The theta ERS found in our study was more the widespread theta type, although the strongest theta ERS was found at fronto-central midline positions, which might be with Fm theta at least at that location. In line with Sammler et al. (2007) and Lin et al. (2010), one could argue that our subjects were highly emotionally engaged during the music listening. Fm theta is driven mainly by dipoles located either in the anterior cingulum (ACC) or the medial frontal cortex, brain areas that are both strongly involved in processing of emotion via fronto-striatal and fronto-limbic loops (Gevins et al., 2012). Thus, the more strongly these loops are activated, the stronger the Fm theta. A further possibility could be that our subjects were literally ‘drawn into’ the music, which would result in less attention paid to the outside world. The subjects would then have started a psychological process that could be similar to “mind-wandering,” a state during which theta increases have been frequently reported (Braboszcz and Delorme, 2011). Mind wandering is a phenomenon that occurs quite often in everyday life. It is characterized by the experience of one’s attention drifting away from a task or from outside matters toward personal issues. Braboszcz and Delorme (2011) argue that mind wandering is a sort of low-alertness and low concentration state of rest. It can also be seen as a hypnagogic state similar to the psychological and neurophysiological states identified during meditation. It should be noted that being in a mind-wandering state does not prevent emotional experience. Thus, it is conceivable that mind wandering during music listening is still associated with activations in the fronto-striatal and fronto-limbic systems driving emotional experience and thus Fm theta.

Alpha

Electroencephalography alpha power increases have been consistently reported during psychological states not requiring attention to the environment, that is, during internally directed attention (Cooper et al., 2003; Palva and Palva, 2007). A typical example is the resting-state during which subjects are not performing explicit tasks. During task-free resting-state situations, spontaneous fluctuations in alpha oscillation power correlate negatively with activity in the so-called dorsal attention system (DAT) related to the superior frontal and intraparietal regions (Laufs et al., 2003). Thus, when the dorsal attention system is deactivated (because the subject is not using externally directed attention) alpha power increases. There is, however, a positive correlation between spontaneous fluctuations in alpha oscillation power and activity in a more ventrally located cingulo-opercular (CO) network comprised of the dorsal anterior cingulate cortex, frontal operculum/anterior insula, and thalamus, all brain areas that have been related to sustained cognitive control and maintenance of alertness (Dosenbach et al., 2007). Taken together, these findings show that increased alpha power, mostly low alpha-2 and upper-alpha, is associated with decreased activation in the dorsal attention system (indicating reduced external attention) and with increased activation in the ventral CO network (indicating sustained alertness). Thus, there is a growing consensus that increased alpha power is associated with active inhibition of sensory networks or brain networks that are not needed for the control on-going tasks but rather for simultaneous maintenance of alertness (Sadaghiani et al., 2009; Coste et al., 2011; Sadaghiani and Kleinschmidt, 2013; Schiff et al., 2014).

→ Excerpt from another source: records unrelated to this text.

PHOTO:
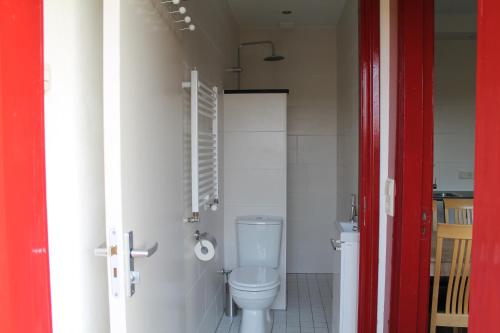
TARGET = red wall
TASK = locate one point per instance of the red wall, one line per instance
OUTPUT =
(485, 280)
(24, 270)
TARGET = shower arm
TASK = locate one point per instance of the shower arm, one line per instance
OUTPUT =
(242, 45)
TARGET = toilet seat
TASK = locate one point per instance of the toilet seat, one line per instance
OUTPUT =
(254, 278)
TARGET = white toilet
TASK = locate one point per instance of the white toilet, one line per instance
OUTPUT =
(255, 283)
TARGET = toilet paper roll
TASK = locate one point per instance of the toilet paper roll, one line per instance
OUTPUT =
(204, 249)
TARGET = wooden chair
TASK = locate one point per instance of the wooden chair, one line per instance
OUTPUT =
(463, 211)
(456, 310)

This also fits with the studies reporting increased alpha power, mostly at centro-parietal sites, during working memory tasks (Klimesch, 1999; Klimesch et al., 1999; Palva and Palva, 2007; Weisz et al., 2011) or during effortful cognition such as perception of degraded speech (Weisz et al., 2011). In such situations, the engaged neural networks need to maintain optimal neural activation by maintaining an optimal level of excitation–inhibition through suppression of neural network synchronization, which might “disturb” or “interfere” with the on-going processing of the relevant task. Thus, it is not surprising that increases in alpha power are also seen during meditation, which is typically associated with the redirecting of attention from external events to internal thoughts (Aftanas and Golocheikine, 2001; Faber et al., 2012).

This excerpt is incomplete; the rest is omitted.